Excise duty on computers has been abolished and this will give a major boost to the industry. The Finance Minister has also extended export promotion benefits to various sectors. Exemption to tractors will be welcomed by the agricultural sector and is in keeping with the focus of the Common Minimum Programme (CMP) on the agricultural sector.

The biggest beneficiary, as expected, are the handloom and power-loom sectors. Mr Chidambaram has announced that these sectors will be completely free from Central Excise and "no excise inspector will ever again visit their factories."

The ostensible basis for granting such an exemption is to create a level-playing field. The fact remains that tax evasion in the handloom and powerloom sectors is rampant. However, the ill-conceived Cenvat regime introduced last year made this an important election issue and the Finance Minister could not have afforded to ignore the poll promises made.

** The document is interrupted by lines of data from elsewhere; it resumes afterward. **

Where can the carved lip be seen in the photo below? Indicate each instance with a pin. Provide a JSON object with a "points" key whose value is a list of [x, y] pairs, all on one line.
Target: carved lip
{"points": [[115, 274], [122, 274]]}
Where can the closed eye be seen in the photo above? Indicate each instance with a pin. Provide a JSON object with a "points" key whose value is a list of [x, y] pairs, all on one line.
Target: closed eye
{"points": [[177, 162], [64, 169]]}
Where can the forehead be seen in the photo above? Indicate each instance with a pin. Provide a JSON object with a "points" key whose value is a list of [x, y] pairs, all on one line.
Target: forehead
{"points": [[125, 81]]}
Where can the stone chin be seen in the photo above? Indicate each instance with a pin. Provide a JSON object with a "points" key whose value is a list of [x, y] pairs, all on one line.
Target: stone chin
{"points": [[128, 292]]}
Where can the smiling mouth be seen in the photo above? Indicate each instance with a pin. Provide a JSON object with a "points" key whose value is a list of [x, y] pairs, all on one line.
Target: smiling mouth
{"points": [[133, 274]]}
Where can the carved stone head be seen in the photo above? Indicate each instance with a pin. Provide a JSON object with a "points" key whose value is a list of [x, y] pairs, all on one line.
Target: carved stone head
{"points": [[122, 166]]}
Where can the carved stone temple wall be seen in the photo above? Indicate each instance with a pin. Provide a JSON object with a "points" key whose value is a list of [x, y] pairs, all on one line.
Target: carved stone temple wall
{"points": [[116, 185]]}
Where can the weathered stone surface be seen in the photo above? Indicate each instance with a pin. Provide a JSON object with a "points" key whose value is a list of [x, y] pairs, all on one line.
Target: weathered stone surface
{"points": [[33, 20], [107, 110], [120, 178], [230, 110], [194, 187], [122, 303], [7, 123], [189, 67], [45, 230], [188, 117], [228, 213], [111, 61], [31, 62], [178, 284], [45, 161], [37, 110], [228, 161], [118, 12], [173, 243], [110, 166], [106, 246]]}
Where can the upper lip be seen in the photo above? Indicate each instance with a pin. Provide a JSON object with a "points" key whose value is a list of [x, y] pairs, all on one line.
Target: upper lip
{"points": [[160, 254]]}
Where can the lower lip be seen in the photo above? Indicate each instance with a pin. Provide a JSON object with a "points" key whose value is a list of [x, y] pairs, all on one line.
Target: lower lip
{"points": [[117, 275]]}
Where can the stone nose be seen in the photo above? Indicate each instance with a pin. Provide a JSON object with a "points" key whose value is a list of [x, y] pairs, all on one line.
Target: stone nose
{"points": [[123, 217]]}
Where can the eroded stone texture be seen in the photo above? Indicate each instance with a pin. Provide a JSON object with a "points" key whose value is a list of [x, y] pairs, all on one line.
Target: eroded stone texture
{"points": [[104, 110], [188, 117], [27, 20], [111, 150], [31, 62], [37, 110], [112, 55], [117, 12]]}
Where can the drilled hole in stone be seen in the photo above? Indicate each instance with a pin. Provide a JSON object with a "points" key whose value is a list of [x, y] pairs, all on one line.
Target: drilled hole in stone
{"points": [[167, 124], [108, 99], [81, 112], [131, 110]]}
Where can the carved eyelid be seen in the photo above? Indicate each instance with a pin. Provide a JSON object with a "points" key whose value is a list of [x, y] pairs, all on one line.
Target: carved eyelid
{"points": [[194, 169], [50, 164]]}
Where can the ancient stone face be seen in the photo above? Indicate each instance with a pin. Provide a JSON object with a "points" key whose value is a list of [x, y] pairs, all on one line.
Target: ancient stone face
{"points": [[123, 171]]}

In the end, politics has prevailed and the sector has got the benefit of complete exemption from excise duties.

Service tax has been expanded to include ten other minor categories. The service tax rate has unfortunately been hiked from 8 per cent to 10 per cent. This is a retrograde step and will encourage tax evasion on a fairly large scale.

A combined credit scheme for service tax and excise duty across all goods and services has been announced. Therefore, service tax and excise duty paid on inputs will perhaps be clubbed together and can be used to pay excise duty and service tax on finished goods and services. Once again, lawyers and doctors have been spared from the service tax net. Excise duty and Customs announcement can be deceptive and the real impact will be known only after the examining the notifications/rules.

Finally, Mr Chidambaram has rightly emphasised the need to clear arrears and has promised to announce a "multi-pronged drive" to mop up tax arrears, including those that are locked up in litigation.

As of now at least, indirect taxes have generated a feel-good factor for industry, in general, and the power-loom/handloom sector, in particular.